The available empirical evidence, which is still somewhat fragmented, suggests that smartphone addiction may be a potential risk for cyberfraud victimization. This potential risk derives from the double vulnerability associated with smartphone-addicted users (Herrero, Torres, Vivas, Hidalgo, et al., 2021). On the one hand, the addictive and deregulated use of smartphones can expose users to potential cybercriminals and to situations where there is no capable guardian. On the other hand, smartphone addiction also negatively affects the presence of protective factors in the user with a potential effect on cyberfraud victimization, such as the lack of social support.

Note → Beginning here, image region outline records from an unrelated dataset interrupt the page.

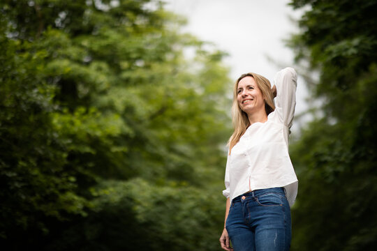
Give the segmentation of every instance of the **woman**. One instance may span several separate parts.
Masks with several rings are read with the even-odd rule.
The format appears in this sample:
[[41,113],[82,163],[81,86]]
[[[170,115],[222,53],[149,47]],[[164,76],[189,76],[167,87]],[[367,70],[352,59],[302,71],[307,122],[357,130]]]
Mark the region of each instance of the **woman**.
[[[290,206],[297,178],[288,155],[297,74],[279,71],[269,81],[242,75],[234,88],[232,121],[225,175],[227,198],[220,243],[226,250],[289,250]],[[275,98],[275,105],[274,98]]]

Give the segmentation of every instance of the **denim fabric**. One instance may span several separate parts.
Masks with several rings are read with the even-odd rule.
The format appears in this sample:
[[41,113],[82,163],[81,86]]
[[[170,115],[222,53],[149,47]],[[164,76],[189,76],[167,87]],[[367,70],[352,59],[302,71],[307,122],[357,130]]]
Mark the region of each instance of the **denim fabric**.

Most of the evidence available to date on the relationship between smartphone addiction, social support, and cybercrime victimization is correlational in nature, which certainly limits the generalizability of the results. In the present study, we incorporate the temporal dimension in the examination of these relationships. To verify the empirical plausibility of this set of theoretical relationships, we followed up on smartphone addiction, social support, and cybercrime victimization (specifically, cyberfraud) over time in a representative sample of Spanish smartphone users. We tested the extent to which variations in smartphone addiction and social support over time were associated with the risk of being victimized by cyberfraud.

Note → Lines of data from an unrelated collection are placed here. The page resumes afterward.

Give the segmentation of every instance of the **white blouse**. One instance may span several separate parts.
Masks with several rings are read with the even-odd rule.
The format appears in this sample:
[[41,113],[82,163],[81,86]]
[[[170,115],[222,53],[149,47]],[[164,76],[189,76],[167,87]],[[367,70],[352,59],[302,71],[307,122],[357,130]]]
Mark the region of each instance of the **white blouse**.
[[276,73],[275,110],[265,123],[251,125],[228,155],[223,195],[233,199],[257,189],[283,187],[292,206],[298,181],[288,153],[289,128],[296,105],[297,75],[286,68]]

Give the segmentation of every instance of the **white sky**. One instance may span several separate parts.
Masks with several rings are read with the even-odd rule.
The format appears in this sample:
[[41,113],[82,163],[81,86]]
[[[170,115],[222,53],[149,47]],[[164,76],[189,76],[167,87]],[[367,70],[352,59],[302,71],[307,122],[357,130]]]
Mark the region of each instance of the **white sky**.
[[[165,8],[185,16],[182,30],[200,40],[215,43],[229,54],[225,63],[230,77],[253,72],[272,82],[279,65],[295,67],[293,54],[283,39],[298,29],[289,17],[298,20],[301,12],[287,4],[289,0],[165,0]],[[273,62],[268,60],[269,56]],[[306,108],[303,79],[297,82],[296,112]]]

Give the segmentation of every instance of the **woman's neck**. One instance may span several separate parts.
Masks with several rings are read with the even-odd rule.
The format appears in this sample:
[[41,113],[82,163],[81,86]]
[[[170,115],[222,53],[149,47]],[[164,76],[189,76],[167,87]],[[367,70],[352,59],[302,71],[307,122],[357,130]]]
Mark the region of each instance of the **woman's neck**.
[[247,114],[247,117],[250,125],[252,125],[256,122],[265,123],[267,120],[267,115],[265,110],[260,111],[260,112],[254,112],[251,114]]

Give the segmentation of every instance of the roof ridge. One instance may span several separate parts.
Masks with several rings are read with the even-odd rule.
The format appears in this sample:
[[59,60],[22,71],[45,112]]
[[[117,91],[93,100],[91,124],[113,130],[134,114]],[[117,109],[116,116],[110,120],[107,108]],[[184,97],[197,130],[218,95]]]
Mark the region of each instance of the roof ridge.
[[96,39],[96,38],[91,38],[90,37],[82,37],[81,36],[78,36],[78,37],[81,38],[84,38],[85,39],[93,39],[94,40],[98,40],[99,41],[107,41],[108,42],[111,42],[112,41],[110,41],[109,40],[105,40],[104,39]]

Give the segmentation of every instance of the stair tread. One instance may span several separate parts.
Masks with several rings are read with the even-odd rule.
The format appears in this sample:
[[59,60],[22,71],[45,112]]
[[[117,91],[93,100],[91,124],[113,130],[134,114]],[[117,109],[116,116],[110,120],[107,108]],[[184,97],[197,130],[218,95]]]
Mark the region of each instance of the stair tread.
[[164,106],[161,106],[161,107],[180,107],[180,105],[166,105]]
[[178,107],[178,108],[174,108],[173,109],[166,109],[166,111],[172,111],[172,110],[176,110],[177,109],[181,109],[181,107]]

The evolution of smartphone addiction and social support were analyzed using latent growth models (LGMs). LGM is a longitudinal analysis technique to estimate "growth" over time. The evolution of cyberfraud victimization over time was modeled through discrete-time survival curves, which allowed us to investigate the time it takes for an event of interest to occur (i.e., cyberfraud). Finally, the latent growth mixture modeling (LGMM) technique was used to evaluate the association of different trajectories of smartphone addiction and social support and different survival curves of cyberfraud victimization (see Figure 1). LGMM allows the researcher to explain between-subject heterogeneity in growth on an outcome by identifying latent classes with different growth trajectories and survival rates. With these three combined statistical techniques, we aimed to empirically identify population subgroups with different trajectories in smartphone addiction and social support as well as different survival rates of cyberfraud victimization. A representation of the analysis strategy is presented in Figure 1 and discussed in more detail in the method section.

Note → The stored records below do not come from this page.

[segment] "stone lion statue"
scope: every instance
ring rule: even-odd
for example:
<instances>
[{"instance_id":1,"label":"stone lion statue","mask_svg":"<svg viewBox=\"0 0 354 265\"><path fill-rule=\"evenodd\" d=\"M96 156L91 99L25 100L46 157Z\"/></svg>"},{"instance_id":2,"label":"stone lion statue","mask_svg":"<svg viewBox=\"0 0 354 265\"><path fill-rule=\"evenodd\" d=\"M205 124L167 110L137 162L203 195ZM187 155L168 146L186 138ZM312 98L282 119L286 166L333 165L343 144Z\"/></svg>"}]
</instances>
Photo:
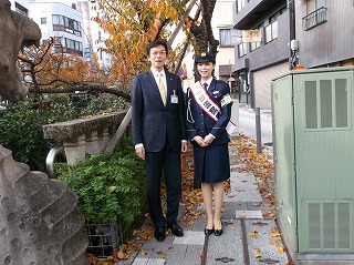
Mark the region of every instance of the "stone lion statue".
<instances>
[{"instance_id":1,"label":"stone lion statue","mask_svg":"<svg viewBox=\"0 0 354 265\"><path fill-rule=\"evenodd\" d=\"M10 6L0 0L0 95L15 102L27 94L18 53L39 45L41 31ZM84 222L63 182L31 172L0 145L0 264L87 265Z\"/></svg>"}]
</instances>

Note. SS1-SS6 = social support from T1 to T6; SA4-SA6 = smartphone addiction from T4 to T6; CF1-CF6 = cyber-fraud from T1 to T6; Iss = intercept for social support; Sss = slope for social support; Isa = intercept for smartphone addiction; Ssa = slope for smartphone addiction; SR = survival rates for cyber fraud over time; C = number of distinct classes.

Figure 1.  Discrete-time Survival Mixture Growth Model: Social Support and Smartphone Addiction Trajectories and Different Survival Rates over Time. 

We expected that the levels of smartphone addiction and social support and their evolution over time would allow the identification of participants with different vulnerabilities to cyberfraud. Our starting hypothesis was that a downward trajectory of smartphone addiction and increasing levels of social support would be associated with a lower risk of cyberfraud victimization.



Data from the Cybersecurity and Confidence in Spanish Households National Survey (CCSHNS) conducted by the National Observatory of Telecommunications and Information Society were used for this study. The CCSHNS is a nationally representative survey of Spanish internet users on cybersecurity conducted every six months (see Herrero, Torres, Vivas, Arenas, et al., 2021). The survey has a fixed set of questions that are evaluated every semester and other modules that may undergo modifications in the different waves. Data from six time panels obtained between the first half of 2017 and the second half of 2019 were used for this study. Each panel of the study was conducted on a representative sample of the population of internet users aged 18 to 75. For this study, 716 participants had complete data on the study variables during the 36-month follow-up.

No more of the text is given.